Я нетерпеливо встал, и эта нетерпеливость не была поддельной. Я сознавал поднимающееся во мне возбуждение, безрассудный подъем.
– Ваше время настало, Джеймс Киркхем. – Голос Сатаны был опять лишен выражения, лицо стало мраморным, глаза сверкали. – Еще несколько минут – и я могу быть вашим слугой, а мир – вашей игрушкой. Кто знает! Кто знает!
Он отошел к дальней стене и отодвинул одну из панелей.
– Доктор Консардайн, – сказал он, – вы проводите неофита в храм.
Он взглянул на меня почти ласково – скрытый дьявол облизал губы.
– Хозяин мира! – повторил он. – А Сатана – ваш верный раб! Кто знает!
Он исчез. Консардайн глубоко вздохнул. Заговорил он намеренно сухо.
– Хотите выпить перед попыткой, Киркхем?
Я покачал головой, возбуждение мое все усиливалось.
– Правила вы знаете, – резко заговорил Консардайн. – Вы выбираете четыре из семи отпечатков. В любой момент вы можете остановиться и ждать последствий. Один след Сатаны – и вы обязаны выполнить одну... службу; два – вы принадлежите ему в течение года; три – вы его навсегда. В этом случае у вас больше шансов нет, Киркхем. Наступите на четыре счастливых – и вы сидите над миром, как он вам обещал. Оглянетесь назад во время подъема, и вам придется начинать все сначала. Все понятно?

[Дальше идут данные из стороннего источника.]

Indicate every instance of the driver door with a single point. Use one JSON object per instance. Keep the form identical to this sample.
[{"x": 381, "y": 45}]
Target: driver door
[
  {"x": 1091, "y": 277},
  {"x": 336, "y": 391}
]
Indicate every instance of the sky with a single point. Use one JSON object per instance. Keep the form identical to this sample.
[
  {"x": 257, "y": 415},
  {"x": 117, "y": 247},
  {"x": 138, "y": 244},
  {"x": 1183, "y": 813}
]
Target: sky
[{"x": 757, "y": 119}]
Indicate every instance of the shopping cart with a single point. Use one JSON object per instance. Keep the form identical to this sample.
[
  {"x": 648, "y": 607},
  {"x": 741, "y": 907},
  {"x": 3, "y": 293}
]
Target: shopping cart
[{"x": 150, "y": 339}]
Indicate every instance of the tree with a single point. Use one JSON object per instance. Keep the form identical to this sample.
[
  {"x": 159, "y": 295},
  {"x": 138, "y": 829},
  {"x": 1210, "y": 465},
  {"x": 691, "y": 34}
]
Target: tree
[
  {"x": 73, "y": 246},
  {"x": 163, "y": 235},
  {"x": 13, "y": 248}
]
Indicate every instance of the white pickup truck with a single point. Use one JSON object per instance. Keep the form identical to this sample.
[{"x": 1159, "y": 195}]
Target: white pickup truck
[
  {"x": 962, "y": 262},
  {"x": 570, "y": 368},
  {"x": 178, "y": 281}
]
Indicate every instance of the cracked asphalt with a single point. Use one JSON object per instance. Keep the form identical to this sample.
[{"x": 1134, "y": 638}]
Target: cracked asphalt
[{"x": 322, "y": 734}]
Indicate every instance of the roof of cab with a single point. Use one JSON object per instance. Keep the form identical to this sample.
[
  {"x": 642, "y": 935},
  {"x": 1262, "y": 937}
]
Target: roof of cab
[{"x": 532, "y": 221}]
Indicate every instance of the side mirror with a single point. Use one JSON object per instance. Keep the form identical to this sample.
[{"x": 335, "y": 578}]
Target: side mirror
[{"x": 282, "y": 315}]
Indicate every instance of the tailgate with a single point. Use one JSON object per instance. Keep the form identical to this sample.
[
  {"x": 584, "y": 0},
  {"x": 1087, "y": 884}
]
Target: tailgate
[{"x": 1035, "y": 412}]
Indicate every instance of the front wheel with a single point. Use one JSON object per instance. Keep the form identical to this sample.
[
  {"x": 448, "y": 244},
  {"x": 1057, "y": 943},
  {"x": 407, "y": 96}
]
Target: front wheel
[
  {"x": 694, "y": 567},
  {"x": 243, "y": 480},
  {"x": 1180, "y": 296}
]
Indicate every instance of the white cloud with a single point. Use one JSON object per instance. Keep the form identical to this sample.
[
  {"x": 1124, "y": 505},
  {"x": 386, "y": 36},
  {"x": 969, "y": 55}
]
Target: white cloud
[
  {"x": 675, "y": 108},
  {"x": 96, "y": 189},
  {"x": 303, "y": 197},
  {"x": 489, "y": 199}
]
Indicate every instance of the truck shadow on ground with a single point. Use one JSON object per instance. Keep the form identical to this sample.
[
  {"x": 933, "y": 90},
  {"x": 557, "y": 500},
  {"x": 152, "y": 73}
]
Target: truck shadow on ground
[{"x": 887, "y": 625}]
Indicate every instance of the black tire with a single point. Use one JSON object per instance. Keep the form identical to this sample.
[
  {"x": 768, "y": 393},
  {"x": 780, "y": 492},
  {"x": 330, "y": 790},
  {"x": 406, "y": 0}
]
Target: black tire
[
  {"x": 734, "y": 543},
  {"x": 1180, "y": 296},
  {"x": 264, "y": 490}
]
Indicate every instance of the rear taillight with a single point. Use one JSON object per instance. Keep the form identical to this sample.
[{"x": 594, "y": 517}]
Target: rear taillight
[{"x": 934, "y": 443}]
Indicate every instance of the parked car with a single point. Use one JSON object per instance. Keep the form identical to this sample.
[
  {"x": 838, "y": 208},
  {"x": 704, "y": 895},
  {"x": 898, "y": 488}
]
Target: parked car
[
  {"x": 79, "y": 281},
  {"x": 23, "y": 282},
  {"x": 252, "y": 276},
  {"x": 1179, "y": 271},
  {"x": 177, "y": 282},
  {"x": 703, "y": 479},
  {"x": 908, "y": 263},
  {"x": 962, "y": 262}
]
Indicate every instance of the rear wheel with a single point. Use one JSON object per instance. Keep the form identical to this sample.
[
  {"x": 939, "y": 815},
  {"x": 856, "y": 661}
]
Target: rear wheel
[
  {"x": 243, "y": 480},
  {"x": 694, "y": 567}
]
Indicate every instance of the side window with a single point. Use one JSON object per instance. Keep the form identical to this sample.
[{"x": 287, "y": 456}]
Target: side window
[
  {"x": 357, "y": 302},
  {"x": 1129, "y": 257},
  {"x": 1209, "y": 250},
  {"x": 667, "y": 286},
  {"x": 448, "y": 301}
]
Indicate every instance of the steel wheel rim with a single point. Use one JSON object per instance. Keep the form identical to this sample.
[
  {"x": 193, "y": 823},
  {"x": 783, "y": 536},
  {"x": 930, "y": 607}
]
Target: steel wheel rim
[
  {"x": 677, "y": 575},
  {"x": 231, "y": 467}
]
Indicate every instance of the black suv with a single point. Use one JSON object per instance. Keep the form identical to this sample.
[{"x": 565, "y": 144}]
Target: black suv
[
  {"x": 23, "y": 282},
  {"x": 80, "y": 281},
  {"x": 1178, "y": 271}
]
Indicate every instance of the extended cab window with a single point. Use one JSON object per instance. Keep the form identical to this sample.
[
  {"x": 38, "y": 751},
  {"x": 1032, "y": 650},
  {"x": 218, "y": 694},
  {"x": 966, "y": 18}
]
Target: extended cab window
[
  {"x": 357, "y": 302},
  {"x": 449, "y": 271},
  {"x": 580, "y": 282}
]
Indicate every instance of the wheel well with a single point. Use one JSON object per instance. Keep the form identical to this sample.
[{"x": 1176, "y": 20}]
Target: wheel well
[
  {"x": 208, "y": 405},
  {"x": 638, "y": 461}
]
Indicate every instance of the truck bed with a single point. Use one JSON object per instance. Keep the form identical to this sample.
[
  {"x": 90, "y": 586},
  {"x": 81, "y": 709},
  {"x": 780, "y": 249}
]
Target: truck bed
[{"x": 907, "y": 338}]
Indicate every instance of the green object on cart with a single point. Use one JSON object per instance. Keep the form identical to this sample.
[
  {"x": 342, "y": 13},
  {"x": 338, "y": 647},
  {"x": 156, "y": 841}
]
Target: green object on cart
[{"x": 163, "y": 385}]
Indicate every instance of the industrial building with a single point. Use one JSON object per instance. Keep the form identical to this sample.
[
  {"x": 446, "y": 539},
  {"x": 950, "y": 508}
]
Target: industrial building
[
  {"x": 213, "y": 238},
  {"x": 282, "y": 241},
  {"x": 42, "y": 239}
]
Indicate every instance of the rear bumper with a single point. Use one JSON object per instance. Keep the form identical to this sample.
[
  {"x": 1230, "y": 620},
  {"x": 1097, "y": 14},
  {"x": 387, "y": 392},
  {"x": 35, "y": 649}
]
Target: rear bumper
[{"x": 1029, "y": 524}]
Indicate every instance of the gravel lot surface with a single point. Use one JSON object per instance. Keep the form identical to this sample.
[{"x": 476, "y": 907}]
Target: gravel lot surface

– Идемте, – хрипло ответил я, в горле у меня внезапно пересохло.
Он провел меня через стену и один из выложенных мрамором коридоров. Из него мы попали в лифт. Он пошел вниз. Скользнула в сторону панель. Вслед за Консардайном я вступил в увитый паутиной храм.
Я находился у основания лестницы, в полукруге яркого света, который скрывал амфитеатр. Оттуда доносились неясный шорох и бормотание. Как ни глупо, но мне хотелось, чтобы Ева выбрала место получше. Я понял, что дрожу. Выругавшись про себя, я овладел своим телом, надеясь, что дрожь никто не заметил.
Взглянув на черный трон, я встретился с насмешливым взглядом Сатаны и тут же успокоился, самообладание полностью вернулось ко мне. Он опять сидел в черном плаще, как и накануне. За ним сверкали прозрачные глаза его двойника. Вместо четырнадцати бледнолицых людей в белом и с петлями в руках теперь на полпути к вершине лестницы стояли только двое. И не было еще кого-то. Отсутствовал чернолицый дьявол-палач!
Что это значит? Может, так Сатана говорит мне, что даже если я наступлю на три его отпечатка, я не буду убит? Или что мне по крайней мере не нужно бояться смерти, пока я не завершил назначенное мне задание? Или это просто ловушка?
Скорее всего. Я не мог представить себе Сатану настолько заботливым, чтобы убеждать меня в отсрочке приговора. Наверное, уменьшив охрану и убрав своего палача, он хотел внушить мне именно такую мысль. Заставить пройти все четыре ступени, веря, что, если я проиграю, приговор будет отсрочен и я каким-нибудь образом сумею вырваться.
Но даже если его нынешняя цель благоприятна для меня, разве не может вдруг прийти ему в голову, что забавно было бы призвать адского слугу с петлей из женских волос и отдать меня ему – подобно Картрайту?